Feijão e Pulses

Exportações de Amendoim e Óleo Crescem de Forma Expressiva e Impulsionam Setor Brasileiro

Setor do amendoim registra aumento de quase 40% nas exportações e consolida o Brasil entre os principais exportadores globais


Publicado em: 23/02/2026 às 17:00hs

Exportações de Amendoim e Óleo Crescem de Forma Expressiva e Impulsionam Setor Brasileiro
Exportações de Amendoim Descascado Têm Maior Volume das Últimas Décadas

As exportações brasileiras de amendoim descascado atingiram 311 mil toneladas em 2025, o maior volume das últimas décadas e um crescimento de 37% em relação a 2024, quando o país exportou aproximadamente 227 mil toneladas.

Em valores, o resultado foi igualmente expressivo: o Brasil registrou US$ 367 milhões em vendas externas, cerca de 2% acima do total obtido em 2024 (US$ 360 milhões). Os dados são do Instituto de Economia Agrícola (IEA-APTA), vinculado à Secretaria de Agricultura e Abastecimento do Estado de São Paulo.

O desempenho reforça o papel do amendoim como produto versátil e de forte presença na mesa do consumidor, seja em sua forma verde e cozida, torrada e salgada, em doces como a paçoca ou na forma de óleo vegetal.

Principais Destinos do Amendoim Brasileiro

A Rússia manteve a liderança como principal destino das exportações de amendoim descascado, com 22% de participação nas vendas, seguida pela China (20%) e pela Argélia (12%).

De acordo com a pesquisadora Renata Martins Sampaio, do IEA, a Rússia mantém essa posição desde 2016, mas a China tem conquistado espaço relevante nas exportações brasileiras do produto.

Municípios Paulistas se Destacam na Exportação

O Estado de São Paulo segue na liderança das exportações de amendoim descascado. Os municípios com maior participação foram:

  • Tupã — 21%
  • Dumont — 14%
  • Borborema — 14%
  • Herculândia — 8%
  • Jaboticabal — 6%

Essas regiões reforçam a importância do interior paulista como polo exportador do grão.

Exportações de Óleo de Amendoim Quase Triplicam

Outro produto em destaque é o óleo de amendoim em bruto, cujas exportações praticamente triplicaram entre 2024 e 2025, saltando de 51 mil para 154 mil toneladas.

A China foi o principal destino, absorvendo 88% do total exportado, reflexo do aumento do consumo doméstico de óleos vegetais.

Segundo a pesquisadora Renata Sampaio, China e Itália continuam entre os maiores importadores, consolidando o Brasil como um dos principais exportadores mundiais de óleo de amendoim.

China Lidera Produção e Consumo Global

A China é hoje o maior produtor e consumidor mundial de amendoim, responsável por mais de 35% da produção global.
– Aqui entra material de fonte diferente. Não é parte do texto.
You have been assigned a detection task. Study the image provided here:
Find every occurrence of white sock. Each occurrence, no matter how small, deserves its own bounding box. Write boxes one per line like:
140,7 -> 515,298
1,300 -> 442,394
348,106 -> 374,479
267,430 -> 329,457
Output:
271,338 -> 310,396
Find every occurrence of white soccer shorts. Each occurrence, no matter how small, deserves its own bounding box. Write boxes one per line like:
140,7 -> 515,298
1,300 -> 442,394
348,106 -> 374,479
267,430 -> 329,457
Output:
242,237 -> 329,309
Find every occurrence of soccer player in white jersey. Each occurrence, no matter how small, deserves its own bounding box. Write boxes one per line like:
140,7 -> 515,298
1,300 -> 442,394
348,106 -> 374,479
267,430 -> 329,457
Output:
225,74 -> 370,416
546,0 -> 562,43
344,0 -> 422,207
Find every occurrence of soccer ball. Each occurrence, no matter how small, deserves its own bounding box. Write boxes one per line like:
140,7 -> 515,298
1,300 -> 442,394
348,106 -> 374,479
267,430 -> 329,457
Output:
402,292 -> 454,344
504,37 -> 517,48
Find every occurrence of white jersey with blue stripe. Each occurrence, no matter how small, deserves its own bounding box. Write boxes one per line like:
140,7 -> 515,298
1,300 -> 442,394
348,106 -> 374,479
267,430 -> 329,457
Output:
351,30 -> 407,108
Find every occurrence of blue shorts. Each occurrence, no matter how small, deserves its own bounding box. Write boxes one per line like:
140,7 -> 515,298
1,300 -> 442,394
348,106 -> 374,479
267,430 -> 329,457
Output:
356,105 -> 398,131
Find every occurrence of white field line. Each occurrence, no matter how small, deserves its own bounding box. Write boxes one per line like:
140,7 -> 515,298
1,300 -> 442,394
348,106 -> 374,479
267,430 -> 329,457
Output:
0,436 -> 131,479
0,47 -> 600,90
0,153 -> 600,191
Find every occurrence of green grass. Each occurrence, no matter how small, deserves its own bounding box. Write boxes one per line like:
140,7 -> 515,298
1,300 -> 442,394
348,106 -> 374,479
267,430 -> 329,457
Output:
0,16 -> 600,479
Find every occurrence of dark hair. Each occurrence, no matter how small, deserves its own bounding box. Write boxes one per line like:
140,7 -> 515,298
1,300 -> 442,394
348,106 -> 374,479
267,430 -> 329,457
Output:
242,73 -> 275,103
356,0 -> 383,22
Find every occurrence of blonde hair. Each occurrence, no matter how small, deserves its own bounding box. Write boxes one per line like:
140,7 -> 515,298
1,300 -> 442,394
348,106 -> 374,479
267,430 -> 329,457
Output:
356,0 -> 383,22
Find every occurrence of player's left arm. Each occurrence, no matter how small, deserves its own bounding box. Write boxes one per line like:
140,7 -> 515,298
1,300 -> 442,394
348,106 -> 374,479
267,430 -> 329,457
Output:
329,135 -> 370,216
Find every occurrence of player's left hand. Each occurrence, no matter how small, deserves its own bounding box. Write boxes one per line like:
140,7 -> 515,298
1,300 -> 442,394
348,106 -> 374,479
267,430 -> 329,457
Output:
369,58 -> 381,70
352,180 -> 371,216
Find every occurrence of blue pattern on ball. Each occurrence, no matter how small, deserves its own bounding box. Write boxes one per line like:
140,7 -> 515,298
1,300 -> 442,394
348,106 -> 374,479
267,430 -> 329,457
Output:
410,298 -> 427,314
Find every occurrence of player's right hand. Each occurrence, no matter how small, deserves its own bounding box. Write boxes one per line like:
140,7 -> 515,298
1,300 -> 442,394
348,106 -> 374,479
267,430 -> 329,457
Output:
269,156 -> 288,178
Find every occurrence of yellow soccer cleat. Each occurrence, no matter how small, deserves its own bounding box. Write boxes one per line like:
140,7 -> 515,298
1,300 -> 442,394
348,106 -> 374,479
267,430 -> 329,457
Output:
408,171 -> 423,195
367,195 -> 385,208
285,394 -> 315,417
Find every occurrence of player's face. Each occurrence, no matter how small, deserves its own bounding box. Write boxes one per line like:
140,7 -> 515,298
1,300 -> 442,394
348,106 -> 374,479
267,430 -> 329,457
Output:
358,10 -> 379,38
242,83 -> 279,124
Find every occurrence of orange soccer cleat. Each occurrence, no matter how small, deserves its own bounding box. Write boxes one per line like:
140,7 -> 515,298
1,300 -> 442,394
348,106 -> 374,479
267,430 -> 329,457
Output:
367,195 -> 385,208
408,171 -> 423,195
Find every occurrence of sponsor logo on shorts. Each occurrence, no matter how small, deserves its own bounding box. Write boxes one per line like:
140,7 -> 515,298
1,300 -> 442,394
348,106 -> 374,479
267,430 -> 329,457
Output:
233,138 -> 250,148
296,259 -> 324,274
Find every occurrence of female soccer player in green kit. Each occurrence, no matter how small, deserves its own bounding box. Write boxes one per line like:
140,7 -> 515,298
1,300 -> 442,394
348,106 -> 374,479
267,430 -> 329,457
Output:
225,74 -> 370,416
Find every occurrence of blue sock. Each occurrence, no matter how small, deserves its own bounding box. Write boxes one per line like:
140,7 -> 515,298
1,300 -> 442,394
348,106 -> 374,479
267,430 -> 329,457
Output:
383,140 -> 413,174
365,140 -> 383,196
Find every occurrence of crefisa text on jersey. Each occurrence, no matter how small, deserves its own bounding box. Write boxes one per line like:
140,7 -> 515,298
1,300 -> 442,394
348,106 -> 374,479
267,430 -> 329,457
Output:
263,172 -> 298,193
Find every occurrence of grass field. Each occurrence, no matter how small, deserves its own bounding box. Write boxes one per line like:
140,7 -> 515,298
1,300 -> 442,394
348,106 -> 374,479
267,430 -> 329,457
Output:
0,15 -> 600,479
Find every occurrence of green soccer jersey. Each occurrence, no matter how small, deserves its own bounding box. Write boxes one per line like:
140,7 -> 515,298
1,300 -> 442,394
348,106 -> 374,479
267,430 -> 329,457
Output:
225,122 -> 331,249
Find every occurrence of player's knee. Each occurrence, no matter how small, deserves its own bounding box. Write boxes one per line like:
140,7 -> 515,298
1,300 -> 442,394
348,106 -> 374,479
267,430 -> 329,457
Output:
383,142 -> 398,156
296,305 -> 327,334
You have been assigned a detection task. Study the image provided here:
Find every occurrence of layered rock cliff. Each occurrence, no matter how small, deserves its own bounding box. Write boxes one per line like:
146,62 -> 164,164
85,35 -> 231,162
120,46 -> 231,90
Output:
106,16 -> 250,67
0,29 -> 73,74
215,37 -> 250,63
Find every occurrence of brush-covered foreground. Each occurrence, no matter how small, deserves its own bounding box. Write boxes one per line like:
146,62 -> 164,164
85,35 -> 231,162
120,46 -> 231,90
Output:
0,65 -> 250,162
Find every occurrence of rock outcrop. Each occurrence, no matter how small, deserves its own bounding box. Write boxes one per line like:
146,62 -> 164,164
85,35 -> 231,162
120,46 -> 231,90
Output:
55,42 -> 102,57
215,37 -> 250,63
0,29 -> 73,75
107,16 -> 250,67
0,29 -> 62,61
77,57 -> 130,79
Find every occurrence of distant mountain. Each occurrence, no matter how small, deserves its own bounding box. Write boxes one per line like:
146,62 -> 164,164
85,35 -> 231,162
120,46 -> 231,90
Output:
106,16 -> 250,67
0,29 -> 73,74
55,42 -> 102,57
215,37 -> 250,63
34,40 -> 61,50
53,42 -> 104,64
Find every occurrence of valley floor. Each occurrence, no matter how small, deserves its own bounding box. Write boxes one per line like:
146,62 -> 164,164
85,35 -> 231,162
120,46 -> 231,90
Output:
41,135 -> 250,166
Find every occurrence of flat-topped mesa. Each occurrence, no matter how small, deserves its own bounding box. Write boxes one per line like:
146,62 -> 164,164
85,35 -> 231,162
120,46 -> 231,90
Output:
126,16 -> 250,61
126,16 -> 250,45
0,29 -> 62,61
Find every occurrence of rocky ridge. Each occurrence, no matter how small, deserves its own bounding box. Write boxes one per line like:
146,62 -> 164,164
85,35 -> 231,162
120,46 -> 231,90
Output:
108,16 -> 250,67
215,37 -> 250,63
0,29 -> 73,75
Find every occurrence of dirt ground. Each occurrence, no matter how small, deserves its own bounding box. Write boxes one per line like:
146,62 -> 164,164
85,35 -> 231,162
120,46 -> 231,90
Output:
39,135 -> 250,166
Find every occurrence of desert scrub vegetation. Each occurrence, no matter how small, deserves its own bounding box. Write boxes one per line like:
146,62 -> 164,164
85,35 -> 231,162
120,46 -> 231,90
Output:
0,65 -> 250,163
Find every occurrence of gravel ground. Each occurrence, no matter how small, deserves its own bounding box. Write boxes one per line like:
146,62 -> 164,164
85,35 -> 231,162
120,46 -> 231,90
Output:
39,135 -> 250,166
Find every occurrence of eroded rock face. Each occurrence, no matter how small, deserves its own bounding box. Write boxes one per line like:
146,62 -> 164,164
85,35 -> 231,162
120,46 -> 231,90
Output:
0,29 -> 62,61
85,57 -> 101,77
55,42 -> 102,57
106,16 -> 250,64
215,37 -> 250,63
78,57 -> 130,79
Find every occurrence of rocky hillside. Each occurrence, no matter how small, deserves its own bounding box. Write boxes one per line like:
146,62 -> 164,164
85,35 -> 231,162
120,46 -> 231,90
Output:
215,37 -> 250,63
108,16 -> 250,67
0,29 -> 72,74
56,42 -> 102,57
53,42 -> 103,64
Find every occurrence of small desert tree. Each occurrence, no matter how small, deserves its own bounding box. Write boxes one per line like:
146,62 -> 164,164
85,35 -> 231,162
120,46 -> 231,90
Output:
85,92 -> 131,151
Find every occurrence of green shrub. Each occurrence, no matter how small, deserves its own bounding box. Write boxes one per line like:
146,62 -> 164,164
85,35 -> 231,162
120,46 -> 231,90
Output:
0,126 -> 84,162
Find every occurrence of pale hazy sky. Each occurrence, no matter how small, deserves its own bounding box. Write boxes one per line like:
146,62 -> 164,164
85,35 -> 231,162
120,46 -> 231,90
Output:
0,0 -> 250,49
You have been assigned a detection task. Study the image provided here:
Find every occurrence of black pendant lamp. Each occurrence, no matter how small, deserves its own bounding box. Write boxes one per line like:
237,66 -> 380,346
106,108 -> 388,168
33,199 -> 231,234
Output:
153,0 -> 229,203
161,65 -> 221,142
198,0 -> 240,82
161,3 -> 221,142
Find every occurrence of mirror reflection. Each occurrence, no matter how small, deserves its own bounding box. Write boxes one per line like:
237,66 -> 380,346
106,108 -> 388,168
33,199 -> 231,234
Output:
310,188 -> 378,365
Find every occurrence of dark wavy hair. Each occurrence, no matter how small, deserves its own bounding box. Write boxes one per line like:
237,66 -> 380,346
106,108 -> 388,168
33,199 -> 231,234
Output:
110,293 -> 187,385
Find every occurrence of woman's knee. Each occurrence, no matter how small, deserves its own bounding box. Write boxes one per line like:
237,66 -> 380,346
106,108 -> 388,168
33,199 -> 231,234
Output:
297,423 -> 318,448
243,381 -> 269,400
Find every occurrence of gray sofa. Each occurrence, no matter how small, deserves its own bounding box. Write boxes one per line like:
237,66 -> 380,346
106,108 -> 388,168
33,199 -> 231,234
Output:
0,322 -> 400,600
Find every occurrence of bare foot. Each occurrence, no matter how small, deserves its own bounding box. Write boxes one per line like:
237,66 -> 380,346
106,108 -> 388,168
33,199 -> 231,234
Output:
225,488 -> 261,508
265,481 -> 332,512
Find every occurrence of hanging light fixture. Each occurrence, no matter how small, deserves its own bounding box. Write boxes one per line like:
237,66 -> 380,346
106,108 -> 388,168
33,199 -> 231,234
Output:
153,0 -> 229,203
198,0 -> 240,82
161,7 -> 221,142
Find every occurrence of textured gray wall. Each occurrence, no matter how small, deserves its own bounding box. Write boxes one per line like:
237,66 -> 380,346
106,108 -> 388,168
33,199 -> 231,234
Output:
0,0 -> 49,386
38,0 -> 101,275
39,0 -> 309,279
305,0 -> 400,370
Conforme dados do Departamento de Agricultura dos Estados Unidos (USDA), a safra chinesa de 2024/2025 alcançou 19 milhões de toneladas, levemente abaixo das 19,23 milhões de toneladas da temporada anterior.

Apesar da forte produção, o país asiático continua importando grandes volumes, especialmente de óleo de amendoim — cerca de 74% de todo o volume comercializado internacionalmente em 2025.

Produção Brasileira Cresce, Mesmo com Redução da Área Plantada

No Brasil, a safra 2024/25 registrou alta superior a 50% na produção de amendoim em casca, consolidando a força produtiva nacional.

O Estado de São Paulo segue como principal referência na cadeia produtiva, com destaque para Catanduva, que lidera o segmento de óleo, responsável por 21% dos embarques.

Por outro lado, houve redução de cerca de 30% na área plantada em comparação à safra anterior, reflexo do arrefecimento dos preços no mercado, segundo a Câmara Setorial do Amendoim de São Paulo.

Expectativas Positivas para a Safra 2025/2026

Com a colheita já em andamento no interior paulista, o cenário é de otimismo. As boas condições climáticas, com chuvas bem distribuídas, têm favorecido o desenvolvimento das lavouras.

O presidente da Câmara Setorial do Amendoim, José Antonio Rossato, avalia que a safra 2025/2026 deve apresentar melhor produtividade e qualidade dos grãos em relação aos dois ciclos anteriores.

“As condições climáticas têm sido mais equilibradas, o que deve resultar em grãos de melhor qualidade e ajudar a compensar a redução da área cultivada”, afirma Rossato.